Statement of Carolyn W. Colvin,
Acting Commissioner
Social Security Administration
Before the Senate Budget Committee

February 11, 2015

Chairman Enzi, Ranking Member Sanders, and Members of the Committee:

Thank you for the opportunity to discuss the status of the Social Security Disability Insurance Trust Fund, the steps we have taken to ensure the integrity of Disability Determination Services (DDS) and Administrative Law Judge (ALJ) decisions, our efforts to help people with disabilities reenter or stay in the workforce, and our Continuing Disability Review process. My name is Carolyn Colvin, and I am the Acting Commissioner of Social Security.

Throughout my career, I have met people from all walks of life who struggle to cope with severe disabilities. Whether their impairments are mental or physical, by birth or circumstance, these individuals face extraordinary challenges. We must never underestimate the very real challenges and the day to day struggles faced by people with disabilities.

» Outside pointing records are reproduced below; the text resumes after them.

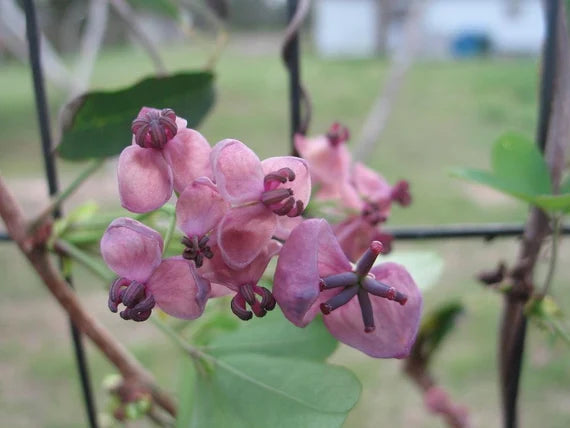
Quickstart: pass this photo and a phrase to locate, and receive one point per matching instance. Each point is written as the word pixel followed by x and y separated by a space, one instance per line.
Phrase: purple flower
pixel 134 252
pixel 164 155
pixel 355 234
pixel 244 282
pixel 314 275
pixel 199 209
pixel 261 193
pixel 328 157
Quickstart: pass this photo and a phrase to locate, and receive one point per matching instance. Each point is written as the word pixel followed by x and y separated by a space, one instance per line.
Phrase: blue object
pixel 470 44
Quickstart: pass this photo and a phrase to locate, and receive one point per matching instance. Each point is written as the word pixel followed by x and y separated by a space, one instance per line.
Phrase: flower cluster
pixel 236 213
pixel 361 196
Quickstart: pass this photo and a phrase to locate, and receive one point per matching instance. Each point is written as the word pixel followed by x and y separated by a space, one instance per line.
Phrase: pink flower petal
pixel 200 208
pixel 396 325
pixel 243 232
pixel 219 290
pixel 301 186
pixel 354 236
pixel 219 273
pixel 330 165
pixel 188 154
pixel 237 172
pixel 178 289
pixel 145 179
pixel 371 185
pixel 131 249
pixel 285 226
pixel 310 252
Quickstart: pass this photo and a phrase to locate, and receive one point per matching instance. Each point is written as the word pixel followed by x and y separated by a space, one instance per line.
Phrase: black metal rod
pixel 292 58
pixel 552 8
pixel 458 231
pixel 450 231
pixel 51 175
pixel 548 70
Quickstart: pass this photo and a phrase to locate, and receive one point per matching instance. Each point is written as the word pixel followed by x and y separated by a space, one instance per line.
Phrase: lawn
pixel 447 114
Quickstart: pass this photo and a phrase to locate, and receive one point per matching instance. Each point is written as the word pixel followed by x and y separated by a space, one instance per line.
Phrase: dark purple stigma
pixel 134 296
pixel 360 283
pixel 338 134
pixel 372 213
pixel 247 295
pixel 196 249
pixel 281 199
pixel 154 128
pixel 401 193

The Social Security Administration (SSA) administers a number of programs, including the Old-Age and Survivors Insurance (OASI) and Disability Insurance (DI) programs, commonly referred to as “Social Security.” Social Security is a social insurance program, under which workers earn coverage for retirement, survivors, and disability benefits by working and paying Social Security taxes on their earnings. The DI portion of Social Security helps replace a portion of the lost earnings for workers who, due to their significant health problems, can no longer work to support themselves and their families. DI also ensures that workers who become disabled and their families are protected from the loss of future retirement benefits.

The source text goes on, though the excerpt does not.